Iron consumption is also relatively immune to food price fluctuations because iron sources are so diverse, and because staples, especially corn, provide significant amounts of iron (but not vitamin A and vitamin C). Non-staple foods are important sources of iron with high income elasticities, consequently iron income elasticities are also high. Calorie-income elasticities are also positive because of the high propensities for non-staple foods. However, calorie-income elasticities are much lower than iron-income elasticities due to the fact that non-staples are low-density calorie sources, but high-density iron sources.
Demand behavior for vitamin A and vitamin C is fundamentally different from iron because (1) intakes for these two nutrients are concentrated in a relatively few foods, primarily vegetables, (2) vegetables have low income elasticities being relatively inexpensive sources of variety in the diet, and (3) staple grains have virtually none of these vitamins. Because of this concentration and because consumers are unaware of their intakes, intakes may also fluctuate widely with prices, even though it is possible to satisfy daily requirements relatively inexpensively.

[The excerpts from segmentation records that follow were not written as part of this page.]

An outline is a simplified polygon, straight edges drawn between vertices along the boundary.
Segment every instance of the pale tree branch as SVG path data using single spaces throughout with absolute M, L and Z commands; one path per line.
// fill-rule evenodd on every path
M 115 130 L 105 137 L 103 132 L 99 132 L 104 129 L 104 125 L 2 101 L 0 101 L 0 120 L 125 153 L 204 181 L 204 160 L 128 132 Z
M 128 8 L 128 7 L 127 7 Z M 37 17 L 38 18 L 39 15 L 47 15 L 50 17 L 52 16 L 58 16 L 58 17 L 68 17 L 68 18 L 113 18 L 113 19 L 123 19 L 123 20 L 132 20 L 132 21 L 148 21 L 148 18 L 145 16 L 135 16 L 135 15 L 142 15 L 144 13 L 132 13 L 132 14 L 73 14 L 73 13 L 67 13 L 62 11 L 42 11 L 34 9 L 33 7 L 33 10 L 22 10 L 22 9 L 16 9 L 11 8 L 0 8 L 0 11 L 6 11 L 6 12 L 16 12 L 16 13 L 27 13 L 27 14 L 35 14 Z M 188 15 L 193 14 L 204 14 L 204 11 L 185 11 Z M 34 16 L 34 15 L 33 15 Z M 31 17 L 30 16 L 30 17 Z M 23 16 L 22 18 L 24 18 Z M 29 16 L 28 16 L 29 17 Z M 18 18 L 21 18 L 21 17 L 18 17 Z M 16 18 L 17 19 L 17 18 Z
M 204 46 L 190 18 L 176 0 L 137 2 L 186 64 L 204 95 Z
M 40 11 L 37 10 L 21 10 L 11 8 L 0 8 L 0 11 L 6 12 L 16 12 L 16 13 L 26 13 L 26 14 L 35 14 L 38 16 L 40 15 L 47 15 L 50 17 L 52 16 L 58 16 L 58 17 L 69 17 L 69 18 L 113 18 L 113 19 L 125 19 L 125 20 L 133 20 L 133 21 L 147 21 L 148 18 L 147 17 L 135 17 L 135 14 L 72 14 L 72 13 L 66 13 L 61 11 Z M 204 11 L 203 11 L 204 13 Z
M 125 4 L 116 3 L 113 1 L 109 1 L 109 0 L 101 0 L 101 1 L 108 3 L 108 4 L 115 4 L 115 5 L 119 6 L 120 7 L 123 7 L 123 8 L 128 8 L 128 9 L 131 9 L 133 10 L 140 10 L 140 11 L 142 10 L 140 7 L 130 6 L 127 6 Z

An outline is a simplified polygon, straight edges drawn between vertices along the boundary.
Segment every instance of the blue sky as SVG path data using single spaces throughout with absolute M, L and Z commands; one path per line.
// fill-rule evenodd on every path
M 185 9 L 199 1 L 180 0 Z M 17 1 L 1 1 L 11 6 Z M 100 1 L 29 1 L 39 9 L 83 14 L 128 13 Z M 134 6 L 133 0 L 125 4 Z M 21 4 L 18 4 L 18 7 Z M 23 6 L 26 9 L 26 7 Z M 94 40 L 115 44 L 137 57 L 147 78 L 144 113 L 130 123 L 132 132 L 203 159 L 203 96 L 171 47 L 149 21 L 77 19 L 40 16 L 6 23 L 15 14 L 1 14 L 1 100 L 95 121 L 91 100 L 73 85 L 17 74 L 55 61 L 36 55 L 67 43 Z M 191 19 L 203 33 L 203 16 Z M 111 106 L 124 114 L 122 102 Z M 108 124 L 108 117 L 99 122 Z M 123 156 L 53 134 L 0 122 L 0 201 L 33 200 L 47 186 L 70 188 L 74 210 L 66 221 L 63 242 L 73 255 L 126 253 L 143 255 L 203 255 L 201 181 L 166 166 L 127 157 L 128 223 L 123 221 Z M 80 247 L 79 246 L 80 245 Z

Programs to educate consumers about the importance of meeting recommended daily allowances of vitamin A and vitamin C and about commonly eaten sources of these nutrients, then, would seem to have the potential for improving intakes. In Bukidnon province, because so much vitamin A and vitamin C comes from own-production, extension programs to promote growing green, leafy vegetables not only would provide households with a ready supply of these nutrients (unless they sell additional production), but increased production could bring the local price down.

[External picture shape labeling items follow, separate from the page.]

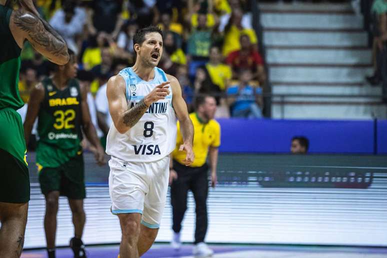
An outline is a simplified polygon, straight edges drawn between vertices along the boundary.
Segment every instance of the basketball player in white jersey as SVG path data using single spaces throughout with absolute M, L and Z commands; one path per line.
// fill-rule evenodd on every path
M 154 26 L 134 38 L 136 64 L 110 78 L 106 95 L 113 120 L 108 134 L 112 212 L 122 232 L 120 258 L 143 254 L 157 236 L 166 198 L 169 154 L 175 148 L 176 116 L 190 166 L 194 127 L 178 80 L 156 67 L 162 37 Z

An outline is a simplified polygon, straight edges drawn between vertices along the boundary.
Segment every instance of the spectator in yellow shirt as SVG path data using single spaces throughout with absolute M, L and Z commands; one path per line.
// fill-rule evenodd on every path
M 253 46 L 256 46 L 258 42 L 256 32 L 252 28 L 246 28 L 242 25 L 243 12 L 240 8 L 232 10 L 231 17 L 228 24 L 224 28 L 224 41 L 222 52 L 223 56 L 227 56 L 233 51 L 240 49 L 240 38 L 242 34 L 246 34 L 250 38 Z
M 174 40 L 173 32 L 166 32 L 164 34 L 164 50 L 168 53 L 170 60 L 178 64 L 186 64 L 186 54 L 182 48 L 178 48 Z
M 210 50 L 210 61 L 206 64 L 206 68 L 212 82 L 218 85 L 222 90 L 224 90 L 232 76 L 231 68 L 222 62 L 222 57 L 219 48 L 211 47 Z

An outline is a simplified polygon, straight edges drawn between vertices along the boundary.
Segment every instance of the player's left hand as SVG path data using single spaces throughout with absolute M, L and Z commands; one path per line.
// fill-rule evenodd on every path
M 105 162 L 105 151 L 102 147 L 97 148 L 96 151 L 94 153 L 94 157 L 96 158 L 96 161 L 98 166 L 104 166 L 106 164 Z
M 189 144 L 184 144 L 180 146 L 178 149 L 180 152 L 186 152 L 187 154 L 186 159 L 183 160 L 184 164 L 188 166 L 192 164 L 195 159 L 195 154 L 192 150 L 192 145 Z
M 218 176 L 216 176 L 216 172 L 211 173 L 211 186 L 212 188 L 215 188 L 216 186 L 216 183 L 218 182 Z

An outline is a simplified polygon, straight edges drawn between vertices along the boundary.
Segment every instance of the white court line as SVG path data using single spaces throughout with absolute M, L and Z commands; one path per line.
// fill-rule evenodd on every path
M 380 166 L 291 166 L 292 168 L 366 168 L 368 170 L 387 170 L 387 168 Z

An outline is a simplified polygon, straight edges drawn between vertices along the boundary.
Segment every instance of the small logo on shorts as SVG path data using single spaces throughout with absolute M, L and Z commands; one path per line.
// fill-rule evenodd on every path
M 78 96 L 78 90 L 75 87 L 70 88 L 70 95 L 71 96 Z

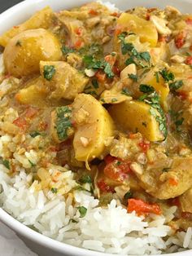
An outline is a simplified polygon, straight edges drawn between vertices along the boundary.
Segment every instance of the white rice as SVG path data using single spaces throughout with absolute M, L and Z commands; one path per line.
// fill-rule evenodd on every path
M 1 206 L 45 236 L 74 246 L 123 255 L 159 254 L 182 246 L 192 249 L 191 227 L 186 233 L 170 236 L 172 232 L 164 216 L 153 215 L 154 220 L 147 223 L 134 212 L 128 214 L 117 206 L 115 200 L 107 208 L 98 207 L 98 201 L 86 192 L 70 192 L 67 198 L 55 194 L 50 199 L 42 191 L 31 189 L 31 174 L 21 170 L 11 179 L 7 170 L 0 165 Z M 84 218 L 80 218 L 77 206 L 87 209 Z M 172 207 L 169 215 L 174 216 L 175 210 Z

By contrast, it is much more difficult to see how these types of education and extension programs could be effective in increasing iron intakes, if only because sources of iron are so diverse in the diet and, on average, these sources of iron are expensive. While the estimated iron-income elasticity is relatively high (suggesting that policies/programs that increase income may solve the problem without resort to health/nutrition interventions), iron adequacy ratios for low income groups are quite low. Fortification or supplementation may be the best policies for solving the low iron intake problem (depending on the costs of available technologies). Nevertheless, it appears that a real-location of iron intakes within households (from men to women) could have a large impact toward reducing the numbers of severely iron-deficient individuals.
This entire analysis is motivated, of course, by an assumption that increasing micro-nutrient intakes will improve health. Previous economic analyses have concentrated largely on the problem of low calorie intakes. Certainly the data presented here show that the percentages of households far below recommended intakes of micro-nutrients are much larger than for calories.